Eweida, a Coptic Christian and British Airways staffer at Heathrow Airport, was told by her employer to remove or cover up a small cross she wears around her neck.
“Ms. Eweida regarded wearing and displaying the cross as integral to her identity and being, and she’s hardly the first Christian who has wanted to wear the cross as a distinguishing feature of her faith,” her legal counsel, James Dingemans, told the court.
He said she was working alongside colleagues who were allowed to wear other religious attire, including the Sikh turban and Islamic hijab.
“It was indisputable that wearing the cross visibly did not have any detrimental effect on Ms. Eweida’s ability to do her job.”
Dingemans said British Airways said it would only allow the wearing of religious items if it accepted that doing so was “a mandatory scriptural requirement.”
He said Eweida had never maintained that wearing a cross was such a requirement, “but it was of great importance to her to be able to wear it visibly.”
(When Eweida refused to cover the cross she was sent home on unpaid leave. Britain’s National Secular Society praised the airline’s action, accusing Eweida of clearly being “motivated by a wish to evangelize at work.” Almost a year later British Airways changed its policy and allowed her to return to work, but refused to pay her the salary, pension and benefits she had lost during her suspension.)
‘Health and safety’ risk
Shirley Chaplin, a nurse, was prohibited from working at a public hospital after refusing to cover up a cross she said she had worn at work throughout a 30-year nursing career. An employment tribunal ruled in favor of her health trust employer, saying its policy was based on health and safety grounds, not religion, and adding that wearing a cross was not a requirement for Christians.
Chaplin’s counsel, Paul Diamond, said his client had worn the cross ever since her confirmation in 1971, and in three decades of working as a nurse it had never posed a danger to a patient. The employer had presented no evidence of a health and safety risk.

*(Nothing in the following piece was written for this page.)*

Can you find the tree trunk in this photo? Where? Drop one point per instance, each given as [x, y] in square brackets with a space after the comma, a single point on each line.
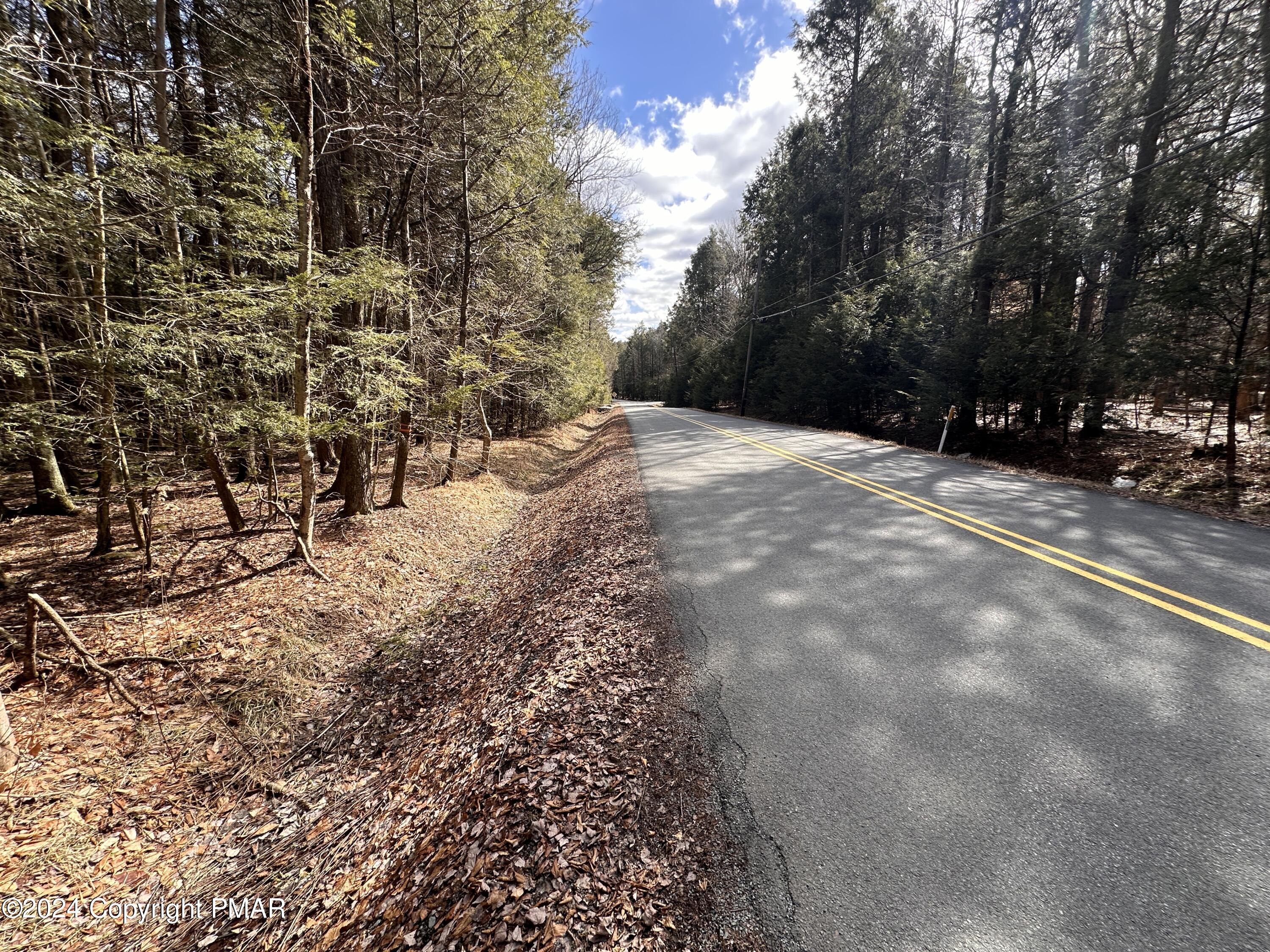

Diamond also represented McFarlane, the fired relationship counselor, who he said had struggled to find a job in the sector after having been dismissed for gross misconduct on the grounds of sexual discrimination – effectively labeling him as a “homophobe.”
Legal counsel for Ladele, Dinah Rose, told the court that, contrary to Eadie’s assertions about employees wanting to force their employers to change work conditions, in Ladele’s case she had already been working as a marriage registrar for years before the law changed to give same-sex couples similar legal rights to married couples under civil partnership provisions.
The European Center for Law and Justice (ECLJ), an affiliate of the American Center for Law and Justice, acted as an intervener in the Ladele and McFarlane cases, and ECLJ director Gregor Puppinck also advised Eweida in the hearing.
Puppinck said this week that the British government’s ultimate argument was that the applicants’ “freedom of religion is respected because they are free to resign and to practice their religion in private.”
Apart from the fact that some of the applicants were not “free” to resign as they had already been fired, he said, the argument was also a manifestation of the “trend to transform freedom of religion into a mere freedom of worship.”
“This relapse of religious freedom to a freedom to worship is a step back to the level of freedom afforded to religious minorities in countries, such as Islamic and communist countries, where Christians are only permitted to worship in private,” Puppinck said.
The ECHR will hand down its rulings in the four cases on Tuesday, January 15.